The Rules of the Road in Antarctica

Map Credit: Eric Philips/icetrek.com.

I typed an innocuous phrase into the Google—something like “First person to solo across Antarctica on skis.” The algorithms, in all their mighty digitizing glory, populated the search with various headlines, elevating Colin O’Brady as the first person to complete a solo unsupported trek/ski across Antarctica. News to me—despite O’Brady making the claim in 2018. 

Not far down on the first page of results were a few pieces calling O’Brady’s claim into question. Nat Geo led with an article titled “The Problem with Colin O’Brady.” In it, the author Aaron Teasdale goes fine-tooth-comb to support a thesis that O’Brady’s feat, which was/is mighty, was neither unsupported nor a first.

I’d read Endurance. I’d followed, from afar, the comings and goings of polar exploration. My tastes for exploration skew away from easily codified records and firsts. I assumed that a crossing of Antarctica would be mega. The widest part of Antarctica is ~3,437.5 miles, a long long long way in the most mild of conditions. But this is, after all, Antarctica. Cold. Dry. Windy. Harsh.

I looked at O’Brady’s route and needed clarification.

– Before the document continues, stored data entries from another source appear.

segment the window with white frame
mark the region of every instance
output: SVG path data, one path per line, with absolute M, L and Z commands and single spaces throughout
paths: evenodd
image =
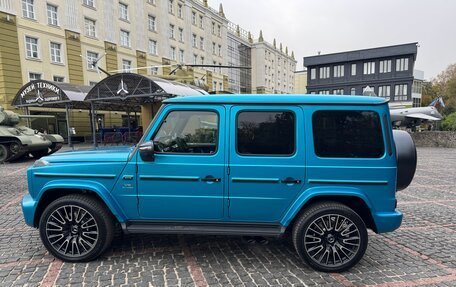
M 343 95 L 344 94 L 344 89 L 334 89 L 333 90 L 333 95 Z
M 215 35 L 215 22 L 212 22 L 212 35 Z
M 38 38 L 34 37 L 25 37 L 25 51 L 26 56 L 29 59 L 38 59 Z
M 329 95 L 329 90 L 322 90 L 318 92 L 320 95 Z
M 204 65 L 204 57 L 201 56 L 201 65 Z
M 51 42 L 51 62 L 52 63 L 62 63 L 62 44 Z
M 176 48 L 175 47 L 170 47 L 169 49 L 169 58 L 171 60 L 176 60 Z
M 120 30 L 120 45 L 124 47 L 130 47 L 130 32 Z
M 398 72 L 407 71 L 408 66 L 409 66 L 408 58 L 396 59 L 396 71 L 398 71 Z
M 35 80 L 41 80 L 41 74 L 40 73 L 29 73 L 29 81 L 35 81 Z
M 84 18 L 84 28 L 85 28 L 85 35 L 88 37 L 96 37 L 97 32 L 95 29 L 95 20 Z
M 119 17 L 128 21 L 128 5 L 122 2 L 119 2 Z
M 192 11 L 192 24 L 196 26 L 196 12 Z
M 204 29 L 204 17 L 200 15 L 199 18 L 200 18 L 200 21 L 199 21 L 200 28 Z
M 150 73 L 152 75 L 158 75 L 158 67 L 151 67 L 150 68 Z
M 155 3 L 155 0 L 147 0 L 147 3 L 152 4 L 152 5 L 155 5 L 155 4 L 156 4 L 156 3 Z
M 351 75 L 356 76 L 356 64 L 351 64 Z
M 122 70 L 125 73 L 130 72 L 130 70 L 131 70 L 131 61 L 130 60 L 122 59 Z
M 310 79 L 315 80 L 317 78 L 317 69 L 312 68 L 310 69 Z
M 197 64 L 197 62 L 198 62 L 198 55 L 193 54 L 193 64 Z
M 57 18 L 57 6 L 47 4 L 47 20 L 49 25 L 58 26 L 59 20 Z
M 182 8 L 182 4 L 177 4 L 177 17 L 183 19 L 184 18 L 184 10 Z
M 394 86 L 394 100 L 405 101 L 407 100 L 407 84 L 400 84 Z
M 193 34 L 192 35 L 192 45 L 194 48 L 198 47 L 198 43 L 197 43 L 197 40 L 196 40 L 196 34 Z
M 222 27 L 220 25 L 217 25 L 217 35 L 222 37 Z
M 215 44 L 215 42 L 212 42 L 212 54 L 216 55 L 216 53 L 217 53 L 217 45 Z
M 184 29 L 183 28 L 179 28 L 179 41 L 180 42 L 184 42 Z
M 169 37 L 171 39 L 174 39 L 174 25 L 173 24 L 169 24 Z
M 375 62 L 365 62 L 363 74 L 364 75 L 375 74 Z
M 149 31 L 152 31 L 152 32 L 157 31 L 157 25 L 156 25 L 156 22 L 155 22 L 155 16 L 149 15 L 147 19 L 148 19 Z
M 98 82 L 96 82 L 96 81 L 89 81 L 89 86 L 91 86 L 91 87 L 95 86 L 96 84 L 98 84 Z
M 329 78 L 329 67 L 320 67 L 320 79 L 328 79 L 328 78 Z
M 179 62 L 180 63 L 184 62 L 184 50 L 182 50 L 182 49 L 179 50 Z
M 222 56 L 222 45 L 218 45 L 218 55 Z
M 380 74 L 391 73 L 391 60 L 380 61 L 379 65 L 380 65 L 380 67 L 379 67 Z
M 204 38 L 200 37 L 200 49 L 204 50 Z
M 63 82 L 65 82 L 65 77 L 62 77 L 62 76 L 53 76 L 53 77 L 52 77 L 52 80 L 53 80 L 54 82 L 63 83 Z
M 157 55 L 157 41 L 149 39 L 149 53 Z
M 344 65 L 334 66 L 334 78 L 340 78 L 344 76 Z
M 86 54 L 86 59 L 87 59 L 87 69 L 89 70 L 95 70 L 97 67 L 93 64 L 98 60 L 98 53 L 87 51 Z
M 22 17 L 35 19 L 35 0 L 22 0 Z
M 378 96 L 389 99 L 391 97 L 391 86 L 379 86 Z
M 356 88 L 350 89 L 350 95 L 352 95 L 352 96 L 356 95 Z
M 174 14 L 174 1 L 168 0 L 168 13 Z
M 89 6 L 89 7 L 95 7 L 95 1 L 94 0 L 82 0 L 82 4 Z

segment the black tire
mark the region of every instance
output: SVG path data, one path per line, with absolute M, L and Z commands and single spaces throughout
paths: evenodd
M 4 163 L 8 161 L 8 159 L 11 157 L 11 151 L 9 149 L 9 146 L 0 144 L 0 163 Z
M 323 272 L 350 269 L 364 256 L 368 242 L 361 217 L 346 205 L 330 201 L 308 207 L 294 224 L 292 238 L 299 256 Z
M 66 262 L 96 259 L 110 246 L 115 231 L 114 218 L 106 207 L 96 198 L 82 194 L 67 195 L 50 203 L 41 215 L 39 230 L 46 249 Z M 68 249 L 70 244 L 74 251 Z

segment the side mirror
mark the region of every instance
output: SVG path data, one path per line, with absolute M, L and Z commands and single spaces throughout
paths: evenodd
M 155 160 L 155 155 L 154 155 L 154 142 L 153 141 L 147 141 L 143 142 L 139 146 L 139 156 L 143 161 L 154 161 Z

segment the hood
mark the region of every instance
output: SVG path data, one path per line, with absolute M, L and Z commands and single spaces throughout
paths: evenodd
M 48 162 L 126 162 L 134 146 L 64 151 L 43 157 Z

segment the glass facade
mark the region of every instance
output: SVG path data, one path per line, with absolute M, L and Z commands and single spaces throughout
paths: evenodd
M 251 48 L 238 39 L 228 35 L 228 65 L 252 66 Z M 232 93 L 249 94 L 252 92 L 252 71 L 250 69 L 227 69 L 228 90 Z

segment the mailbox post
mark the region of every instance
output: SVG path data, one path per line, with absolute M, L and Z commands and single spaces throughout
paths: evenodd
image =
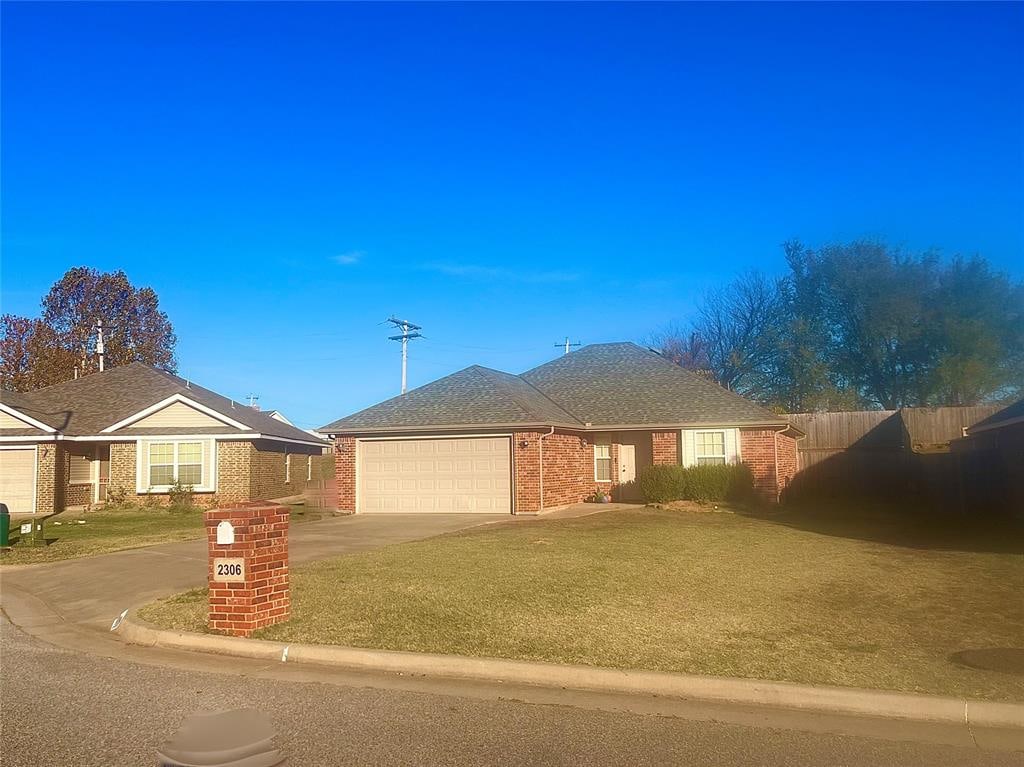
M 211 509 L 204 518 L 209 627 L 248 637 L 288 620 L 288 507 L 249 501 Z

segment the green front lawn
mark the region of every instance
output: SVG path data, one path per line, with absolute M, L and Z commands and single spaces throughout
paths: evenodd
M 957 527 L 652 509 L 488 526 L 296 568 L 292 619 L 260 636 L 1024 700 L 1024 676 L 949 659 L 1024 647 L 1019 530 Z M 142 617 L 203 630 L 205 598 Z
M 292 507 L 293 522 L 321 516 L 303 506 Z M 0 565 L 56 562 L 203 537 L 203 512 L 194 508 L 171 511 L 159 506 L 125 506 L 66 511 L 43 522 L 46 546 L 28 546 L 21 541 L 21 523 L 31 519 L 12 521 L 11 549 L 0 553 Z M 80 520 L 85 524 L 80 524 Z

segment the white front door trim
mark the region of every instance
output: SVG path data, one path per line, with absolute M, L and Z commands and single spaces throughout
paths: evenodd
M 636 445 L 619 445 L 619 482 L 633 482 L 636 479 Z

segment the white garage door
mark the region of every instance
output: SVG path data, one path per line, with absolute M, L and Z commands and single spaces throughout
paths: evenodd
M 34 447 L 0 449 L 0 503 L 11 514 L 36 510 L 36 450 Z
M 508 437 L 359 443 L 359 511 L 511 513 Z

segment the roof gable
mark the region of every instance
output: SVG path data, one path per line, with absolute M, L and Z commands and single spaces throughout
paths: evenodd
M 252 432 L 271 439 L 320 443 L 313 435 L 236 403 L 216 392 L 141 362 L 110 368 L 33 392 L 3 393 L 4 402 L 66 436 L 139 433 L 122 431 L 172 402 L 183 402 L 217 422 L 216 430 Z M 149 427 L 163 431 L 181 427 Z M 214 427 L 203 428 L 208 433 Z
M 53 427 L 22 413 L 10 404 L 0 402 L 0 430 L 11 433 L 11 430 L 26 433 L 52 433 Z
M 778 416 L 636 344 L 595 344 L 512 375 L 472 366 L 319 429 L 786 425 Z
M 579 425 L 518 376 L 473 365 L 319 429 Z
M 133 413 L 103 430 L 104 433 L 119 429 L 173 429 L 173 428 L 217 428 L 246 429 L 246 425 L 229 418 L 213 408 L 201 405 L 183 394 L 172 394 L 167 399 Z
M 522 378 L 593 426 L 786 422 L 633 343 L 585 346 L 528 370 Z

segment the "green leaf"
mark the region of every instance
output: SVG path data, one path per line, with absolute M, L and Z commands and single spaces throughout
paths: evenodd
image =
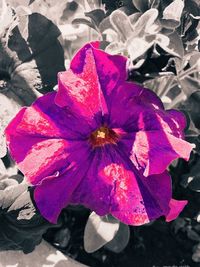
M 90 12 L 85 12 L 85 16 L 91 18 L 93 23 L 98 27 L 105 18 L 105 12 L 102 9 L 95 9 Z
M 132 0 L 132 3 L 141 12 L 148 9 L 148 0 Z
M 84 231 L 84 248 L 92 253 L 111 241 L 119 229 L 119 221 L 112 216 L 92 212 Z
M 123 41 L 128 40 L 134 33 L 129 17 L 120 10 L 112 12 L 110 22 Z
M 123 43 L 120 42 L 112 42 L 108 46 L 106 46 L 105 51 L 111 55 L 120 54 L 126 49 Z
M 180 80 L 181 89 L 190 97 L 193 93 L 200 90 L 200 81 L 194 80 L 192 77 L 188 76 Z
M 2 185 L 3 182 L 4 182 L 4 180 L 1 180 L 0 184 Z M 9 185 L 5 189 L 0 190 L 0 207 L 2 209 L 7 209 L 26 190 L 27 190 L 26 184 Z
M 163 11 L 163 19 L 180 21 L 184 8 L 183 0 L 174 0 Z
M 94 29 L 94 30 L 97 30 L 96 27 L 95 27 L 95 25 L 94 25 L 91 21 L 89 21 L 89 20 L 87 20 L 87 19 L 84 19 L 84 18 L 77 18 L 77 19 L 74 19 L 74 20 L 72 21 L 72 24 L 74 24 L 74 25 L 77 25 L 77 24 L 84 24 L 84 25 L 87 25 L 87 26 L 89 26 L 90 28 L 92 28 L 92 29 Z
M 13 15 L 12 9 L 7 5 L 6 0 L 2 0 L 0 4 L 0 36 L 7 30 L 7 37 L 9 37 L 12 29 L 17 26 L 18 20 L 15 15 Z
M 40 95 L 38 91 L 53 90 L 58 71 L 64 70 L 59 35 L 57 26 L 38 13 L 19 18 L 8 45 L 1 40 L 0 72 L 3 69 L 6 74 L 1 95 L 20 106 L 32 104 Z
M 200 241 L 199 234 L 197 234 L 197 232 L 192 230 L 192 227 L 189 226 L 186 230 L 187 230 L 187 236 L 189 239 L 191 239 L 193 241 Z
M 136 13 L 131 14 L 129 16 L 131 24 L 134 26 L 141 16 L 142 16 L 142 14 L 140 12 L 136 12 Z
M 156 32 L 159 30 L 159 26 L 155 24 L 158 17 L 158 10 L 151 8 L 142 14 L 137 22 L 133 25 L 133 35 L 146 37 L 146 33 L 152 33 L 151 28 L 153 27 Z
M 187 0 L 185 1 L 185 10 L 196 19 L 200 18 L 200 2 L 199 0 Z
M 151 39 L 142 39 L 138 37 L 129 39 L 127 42 L 127 50 L 130 55 L 131 61 L 134 61 L 140 56 L 144 55 L 147 50 L 154 44 L 154 39 L 154 36 L 152 36 Z
M 15 179 L 4 178 L 0 180 L 0 190 L 4 190 L 8 186 L 16 186 L 18 182 Z
M 6 173 L 6 167 L 3 163 L 3 161 L 0 159 L 0 179 L 4 174 Z
M 116 236 L 105 247 L 115 253 L 122 252 L 128 245 L 130 239 L 130 228 L 128 225 L 120 223 Z
M 160 19 L 160 24 L 163 27 L 162 33 L 169 35 L 180 25 L 180 21 L 173 19 Z
M 99 31 L 102 33 L 106 30 L 109 30 L 109 29 L 114 29 L 111 22 L 110 22 L 110 17 L 105 17 L 99 24 Z
M 5 127 L 18 110 L 19 105 L 0 93 L 0 158 L 4 157 L 7 153 L 6 139 L 4 136 Z
M 156 43 L 167 53 L 183 58 L 184 47 L 182 40 L 178 33 L 173 32 L 172 34 L 165 36 L 163 34 L 157 35 Z

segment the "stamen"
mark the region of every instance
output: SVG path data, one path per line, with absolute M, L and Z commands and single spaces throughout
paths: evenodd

His path, at 932 miles, has a start and end point on ice, and both appear to be inland (see map). O’Brady chose these points because they are situated over land masses (far below the ice and detected by remote sensing) and connect two opposing coastlines, or margins in polar parlance. To visualize the start and start points in this context, imagine the ice melts; this is where Antarctica’s coastline would appear. These points are “the landward edge[s]” of two ice shelves, the Ronne and Ross, respectively. If connected, as O’Brady did, this might be considered a crossing or even a full crossing.


As Teasdale mentions, traditionally, we think of a continental crossing as linking a body of water to a body of water after crossing most of the continent. Many cite Norway’s Borge Ousland as completing the first unsupported crossing of Antarctica in 1997—in total, a 1,864-mile path. Teasdale writes, “​​Ousland skied from water’s edge on the Ronne to water’s edge on the Ross. When he undertook his expedition two decades ago, this was considered the only way to claim a crossing of Antarctica.”